Precisamente en sentencia CC-590-2005, reiterada en la CC SU-128-2021, la Corte Constitucional estableció como requisitos generales procedencia de la tutela que: (i) la cuestión que se discuta resulte de evidente relevancia constitucional; (ii) el accionante y accionado tengan legitimación en la causa; (iii) se hayan agotado todos los medios ordinarios y extraordinarios de defensa judicial, salvo que se trate de evitar la consumación de un perjuicio ius fundamental irremediable -subsidiariedad-, y (iii) se cumpla el requisito de la inmediatez, esto es, que la acción de tutela se interponga en un término razonable y proporcionado a partir del hecho que originó la vulneración. Una vez se demuestre el cabal cumplimiento de los anteriores presupuestos, el amparo es procedente contra una decisión judicial siempre y cuando se acredite al menos uno de los requisitos específicos, esto es: (i) defecto orgánico, (ii) defecto procedimental absoluto, (iii) defecto fáctico, (iv) defecto material o sustantivo, (v) error inducido, (vi) decisión sin motivación, (vii) desconocimiento del precedente o (viii) violación directa de la Constitución Política.

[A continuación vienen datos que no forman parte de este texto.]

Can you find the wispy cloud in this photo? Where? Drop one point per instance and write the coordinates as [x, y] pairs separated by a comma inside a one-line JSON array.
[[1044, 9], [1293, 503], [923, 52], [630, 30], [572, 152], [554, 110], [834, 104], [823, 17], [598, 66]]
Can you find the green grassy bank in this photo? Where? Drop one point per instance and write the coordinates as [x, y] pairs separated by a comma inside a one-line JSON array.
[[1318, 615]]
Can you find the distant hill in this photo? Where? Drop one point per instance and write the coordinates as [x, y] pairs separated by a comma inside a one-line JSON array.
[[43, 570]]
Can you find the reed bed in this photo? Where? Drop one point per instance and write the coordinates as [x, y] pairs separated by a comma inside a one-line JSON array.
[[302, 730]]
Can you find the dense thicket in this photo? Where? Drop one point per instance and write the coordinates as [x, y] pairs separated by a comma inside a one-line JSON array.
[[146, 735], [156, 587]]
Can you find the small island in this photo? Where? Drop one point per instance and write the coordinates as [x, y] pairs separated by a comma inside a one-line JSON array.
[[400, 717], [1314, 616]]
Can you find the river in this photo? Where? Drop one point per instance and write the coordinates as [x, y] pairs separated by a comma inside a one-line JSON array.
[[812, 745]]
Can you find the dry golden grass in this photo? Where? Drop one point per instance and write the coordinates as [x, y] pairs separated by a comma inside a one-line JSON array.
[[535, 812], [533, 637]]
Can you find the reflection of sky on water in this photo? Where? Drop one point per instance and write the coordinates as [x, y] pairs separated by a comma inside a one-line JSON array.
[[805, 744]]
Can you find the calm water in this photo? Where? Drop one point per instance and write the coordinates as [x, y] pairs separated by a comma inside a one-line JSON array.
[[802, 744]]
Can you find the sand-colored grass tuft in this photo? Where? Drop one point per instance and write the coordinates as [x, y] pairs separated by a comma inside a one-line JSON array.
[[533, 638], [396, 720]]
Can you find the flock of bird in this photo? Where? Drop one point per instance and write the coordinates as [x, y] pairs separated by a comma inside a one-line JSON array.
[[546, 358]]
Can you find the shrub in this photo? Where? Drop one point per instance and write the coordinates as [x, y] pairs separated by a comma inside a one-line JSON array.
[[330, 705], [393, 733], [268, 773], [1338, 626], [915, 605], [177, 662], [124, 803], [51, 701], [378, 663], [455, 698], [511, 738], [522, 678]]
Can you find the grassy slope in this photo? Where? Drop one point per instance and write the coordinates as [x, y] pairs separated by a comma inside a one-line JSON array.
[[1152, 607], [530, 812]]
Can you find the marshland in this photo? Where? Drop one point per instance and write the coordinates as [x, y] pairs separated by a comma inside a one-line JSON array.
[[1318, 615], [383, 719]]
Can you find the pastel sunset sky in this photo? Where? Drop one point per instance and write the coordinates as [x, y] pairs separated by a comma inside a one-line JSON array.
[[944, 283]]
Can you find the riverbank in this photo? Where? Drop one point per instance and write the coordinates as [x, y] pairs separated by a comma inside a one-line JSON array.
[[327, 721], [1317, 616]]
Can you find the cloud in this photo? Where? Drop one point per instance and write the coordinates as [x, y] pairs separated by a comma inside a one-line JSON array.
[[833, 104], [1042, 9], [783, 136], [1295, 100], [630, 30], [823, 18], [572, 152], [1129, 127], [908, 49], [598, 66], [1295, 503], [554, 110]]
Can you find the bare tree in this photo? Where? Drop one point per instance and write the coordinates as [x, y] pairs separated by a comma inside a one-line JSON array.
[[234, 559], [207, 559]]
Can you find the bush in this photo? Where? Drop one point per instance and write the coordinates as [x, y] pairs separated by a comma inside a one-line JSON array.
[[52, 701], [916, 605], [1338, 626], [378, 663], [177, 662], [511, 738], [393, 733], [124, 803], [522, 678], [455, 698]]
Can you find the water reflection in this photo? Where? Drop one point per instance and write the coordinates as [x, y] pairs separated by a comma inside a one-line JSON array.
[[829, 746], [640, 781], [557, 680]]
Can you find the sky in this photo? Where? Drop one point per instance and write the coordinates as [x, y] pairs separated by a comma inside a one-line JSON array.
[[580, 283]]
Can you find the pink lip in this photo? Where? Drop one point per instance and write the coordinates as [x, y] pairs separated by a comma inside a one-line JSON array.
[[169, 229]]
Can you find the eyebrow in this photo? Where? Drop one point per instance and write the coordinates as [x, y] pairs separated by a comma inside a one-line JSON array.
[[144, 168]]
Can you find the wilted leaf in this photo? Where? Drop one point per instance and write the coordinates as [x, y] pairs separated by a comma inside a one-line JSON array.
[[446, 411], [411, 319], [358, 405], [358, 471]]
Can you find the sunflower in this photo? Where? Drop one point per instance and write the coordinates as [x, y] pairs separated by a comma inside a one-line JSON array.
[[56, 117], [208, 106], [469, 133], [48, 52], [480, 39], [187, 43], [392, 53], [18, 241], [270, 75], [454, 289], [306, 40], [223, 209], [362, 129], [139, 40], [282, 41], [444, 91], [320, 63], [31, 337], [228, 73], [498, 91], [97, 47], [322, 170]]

Ello implica que para que proceda la acción de tutela contra una providencia judicial se requiere probar que la decisión que se censura es abiertamente opuesta al ordenamiento jurídico, caprichosa, arbitraria, abiertamente irracional o contraria a los fines esenciales del Estado social de derecho, a tal punto que vulnere los derechos superiores que se alegan.
Por el contrario, cuando se verifica que la decisión que se cuestiona es razonable, ponderada y acorde con la normatividad imperante, el juez constitucional no puede quebrantarla o modificar su contenido, so pretexto de tener una mejor opinión sobre la controversia que se resuelve, pues ello comportaría una intromisión inadecuada en la órbita de competencia del juez natural, sin duda contraria a los principios de independencia judicial y cosa juzgada sobre los cuales se sustenta el Estado Social de Derecho.
Por esa razón, no es procedente acudir a la acción constitucional en comento para plantear discrepancias de criterio con las interpretaciones normativas o las valoraciones probatorias que hacen los jueces naturales, dado que el procedimiento sumario no está concebido para que el juez de tutela imponga sus propias reflexiones sobre la manera en que los procesos deben resolverse.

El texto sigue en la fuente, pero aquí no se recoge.